The opencadd.structure.pocket module

Let’s walk through the functionalities offered in the opencadd.structure.pocket module.

[1]:
%load_ext autoreload
%autoreload 2
[2]:
from pathlib import Path

import pandas as pd

from opencadd.databases.klifs import setup_remote, setup_local
from opencadd.structure.pocket import Pocket, PocketKlifs, PocketViewer
[3]:
HERE = Path(_dh[-1])
KLIFS_DOWNLOAD_PATH = HERE / "../../opencadd/tests/data/klifs"

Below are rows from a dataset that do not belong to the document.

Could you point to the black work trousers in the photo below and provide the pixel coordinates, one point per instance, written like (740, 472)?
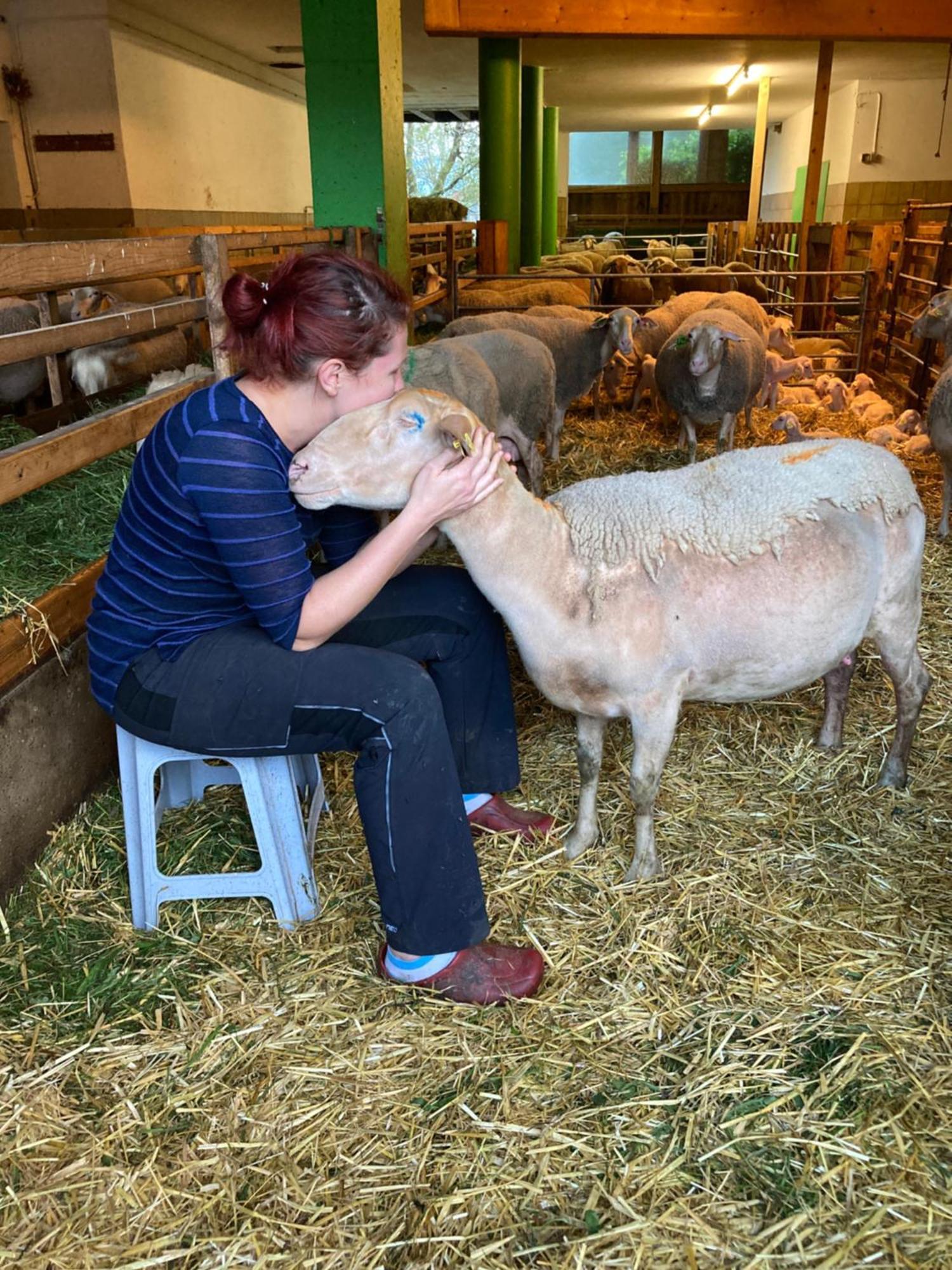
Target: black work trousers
(422, 736)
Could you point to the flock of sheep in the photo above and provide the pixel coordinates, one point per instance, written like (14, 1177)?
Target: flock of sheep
(705, 358)
(729, 581)
(121, 361)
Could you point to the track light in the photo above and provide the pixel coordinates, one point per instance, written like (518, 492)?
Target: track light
(738, 79)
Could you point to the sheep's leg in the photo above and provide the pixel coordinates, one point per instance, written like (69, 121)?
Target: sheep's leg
(911, 681)
(554, 432)
(725, 438)
(653, 735)
(836, 685)
(591, 737)
(687, 436)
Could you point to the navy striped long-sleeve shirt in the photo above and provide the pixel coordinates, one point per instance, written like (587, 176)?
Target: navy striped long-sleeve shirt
(209, 537)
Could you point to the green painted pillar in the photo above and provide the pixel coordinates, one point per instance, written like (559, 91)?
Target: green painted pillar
(354, 78)
(499, 138)
(531, 167)
(550, 181)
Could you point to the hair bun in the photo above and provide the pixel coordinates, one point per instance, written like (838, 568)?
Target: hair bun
(246, 302)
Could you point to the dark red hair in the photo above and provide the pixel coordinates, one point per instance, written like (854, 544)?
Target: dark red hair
(313, 308)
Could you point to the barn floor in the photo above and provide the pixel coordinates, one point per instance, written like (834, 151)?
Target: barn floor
(746, 1064)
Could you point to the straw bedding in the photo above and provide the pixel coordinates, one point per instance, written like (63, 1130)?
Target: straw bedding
(746, 1064)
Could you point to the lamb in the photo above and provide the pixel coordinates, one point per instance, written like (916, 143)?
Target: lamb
(20, 380)
(736, 580)
(798, 397)
(779, 371)
(873, 410)
(463, 370)
(647, 387)
(911, 424)
(790, 426)
(916, 446)
(833, 393)
(885, 435)
(579, 351)
(936, 323)
(709, 371)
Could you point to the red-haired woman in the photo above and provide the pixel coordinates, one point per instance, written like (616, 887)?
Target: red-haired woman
(211, 633)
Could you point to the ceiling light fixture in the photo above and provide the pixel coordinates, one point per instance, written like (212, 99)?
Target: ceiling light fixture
(738, 79)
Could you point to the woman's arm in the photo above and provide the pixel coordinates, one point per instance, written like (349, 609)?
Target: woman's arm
(446, 487)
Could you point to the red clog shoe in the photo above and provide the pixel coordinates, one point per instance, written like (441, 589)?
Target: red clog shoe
(499, 817)
(482, 976)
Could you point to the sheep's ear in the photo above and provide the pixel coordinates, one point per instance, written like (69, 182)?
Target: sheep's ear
(458, 432)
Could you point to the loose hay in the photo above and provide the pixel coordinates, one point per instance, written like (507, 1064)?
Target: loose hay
(743, 1065)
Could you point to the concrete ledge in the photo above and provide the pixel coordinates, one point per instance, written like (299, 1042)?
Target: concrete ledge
(55, 746)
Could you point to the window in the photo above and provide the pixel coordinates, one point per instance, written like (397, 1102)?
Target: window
(598, 158)
(741, 156)
(680, 158)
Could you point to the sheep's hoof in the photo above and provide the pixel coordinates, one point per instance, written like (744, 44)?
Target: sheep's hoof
(644, 871)
(893, 777)
(576, 844)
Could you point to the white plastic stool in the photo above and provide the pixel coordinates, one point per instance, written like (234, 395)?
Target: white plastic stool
(271, 787)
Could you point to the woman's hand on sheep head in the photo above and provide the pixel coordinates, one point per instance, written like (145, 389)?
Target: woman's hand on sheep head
(451, 485)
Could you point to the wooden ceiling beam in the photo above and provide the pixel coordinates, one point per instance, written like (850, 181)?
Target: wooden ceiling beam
(715, 20)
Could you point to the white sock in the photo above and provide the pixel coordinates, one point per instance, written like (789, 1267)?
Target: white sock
(474, 802)
(418, 968)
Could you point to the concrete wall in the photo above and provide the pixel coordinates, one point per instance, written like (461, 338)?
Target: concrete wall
(857, 191)
(67, 51)
(197, 142)
(789, 150)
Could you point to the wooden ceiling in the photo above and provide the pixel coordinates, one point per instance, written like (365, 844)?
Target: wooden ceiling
(785, 20)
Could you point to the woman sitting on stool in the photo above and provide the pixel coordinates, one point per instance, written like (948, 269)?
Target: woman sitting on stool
(211, 633)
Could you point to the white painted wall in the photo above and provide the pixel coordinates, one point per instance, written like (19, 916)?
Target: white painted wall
(908, 134)
(789, 150)
(201, 140)
(909, 129)
(65, 46)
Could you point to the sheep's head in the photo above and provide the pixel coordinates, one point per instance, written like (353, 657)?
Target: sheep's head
(786, 422)
(935, 319)
(619, 328)
(781, 337)
(370, 458)
(706, 344)
(88, 303)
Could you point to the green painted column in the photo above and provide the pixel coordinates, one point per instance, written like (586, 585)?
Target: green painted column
(531, 167)
(499, 138)
(354, 79)
(550, 181)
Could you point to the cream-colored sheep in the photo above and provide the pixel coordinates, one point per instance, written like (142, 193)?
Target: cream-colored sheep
(736, 580)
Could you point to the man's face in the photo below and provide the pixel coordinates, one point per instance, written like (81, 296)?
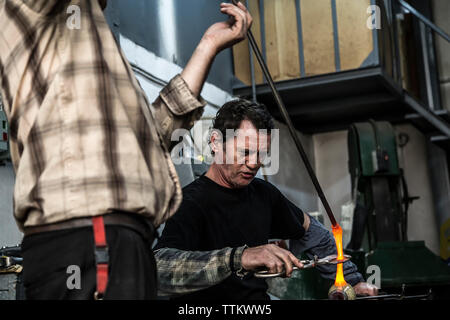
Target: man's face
(240, 159)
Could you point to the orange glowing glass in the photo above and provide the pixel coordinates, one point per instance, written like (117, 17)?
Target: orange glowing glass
(337, 233)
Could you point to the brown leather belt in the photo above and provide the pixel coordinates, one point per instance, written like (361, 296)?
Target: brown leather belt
(133, 221)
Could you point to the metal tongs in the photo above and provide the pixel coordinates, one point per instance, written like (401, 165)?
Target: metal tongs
(307, 264)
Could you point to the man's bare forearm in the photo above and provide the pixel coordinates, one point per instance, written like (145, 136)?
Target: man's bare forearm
(197, 69)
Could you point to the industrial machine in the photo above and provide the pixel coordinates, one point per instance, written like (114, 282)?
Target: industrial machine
(379, 240)
(379, 234)
(11, 275)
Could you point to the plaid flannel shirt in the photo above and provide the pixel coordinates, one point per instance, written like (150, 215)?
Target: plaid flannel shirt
(181, 272)
(80, 143)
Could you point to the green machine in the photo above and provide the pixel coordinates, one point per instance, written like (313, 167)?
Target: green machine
(379, 234)
(379, 240)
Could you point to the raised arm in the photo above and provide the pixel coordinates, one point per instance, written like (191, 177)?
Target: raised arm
(218, 37)
(179, 104)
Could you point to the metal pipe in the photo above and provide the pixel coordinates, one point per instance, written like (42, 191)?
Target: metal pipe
(288, 121)
(425, 20)
(427, 114)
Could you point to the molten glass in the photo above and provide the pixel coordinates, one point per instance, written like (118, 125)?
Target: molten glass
(337, 233)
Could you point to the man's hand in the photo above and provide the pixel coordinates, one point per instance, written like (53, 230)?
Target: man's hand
(365, 289)
(223, 35)
(270, 256)
(219, 36)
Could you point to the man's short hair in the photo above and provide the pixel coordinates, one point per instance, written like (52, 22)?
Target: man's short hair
(232, 113)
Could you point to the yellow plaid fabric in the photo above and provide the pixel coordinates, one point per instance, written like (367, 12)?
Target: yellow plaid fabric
(80, 143)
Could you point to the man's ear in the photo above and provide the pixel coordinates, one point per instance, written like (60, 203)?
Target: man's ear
(215, 141)
(103, 3)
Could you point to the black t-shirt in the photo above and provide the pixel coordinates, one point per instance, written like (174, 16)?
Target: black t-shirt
(213, 217)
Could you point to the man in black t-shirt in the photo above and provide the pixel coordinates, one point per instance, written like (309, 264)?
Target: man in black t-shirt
(221, 231)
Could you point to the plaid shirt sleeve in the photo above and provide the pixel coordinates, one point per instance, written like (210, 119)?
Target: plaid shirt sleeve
(176, 108)
(182, 272)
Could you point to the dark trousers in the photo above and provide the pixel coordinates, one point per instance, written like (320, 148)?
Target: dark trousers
(51, 262)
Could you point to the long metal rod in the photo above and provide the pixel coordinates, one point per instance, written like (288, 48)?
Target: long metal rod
(288, 121)
(424, 20)
(427, 114)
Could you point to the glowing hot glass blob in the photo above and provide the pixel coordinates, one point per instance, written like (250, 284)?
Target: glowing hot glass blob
(337, 233)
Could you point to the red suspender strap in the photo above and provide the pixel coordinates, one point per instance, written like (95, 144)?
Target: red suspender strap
(101, 256)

Get example protein structure and pocket residues

[4]:
from opencadd.databases.klifs import setup_remote
KLIFS_REMOTE = setup_remote()

Fetch protein structure file content

First of all, we download structural data for an example protein kinase from the KLIFS database (some pocket residues are missing):

https://klifs.net/details.php?structure_id=12347

[5]:
structure_klifs_id = 12347
[6]:
text = KLIFS_REMOTE.coordinates.to_text(structure_klifs_id, extension="pdb")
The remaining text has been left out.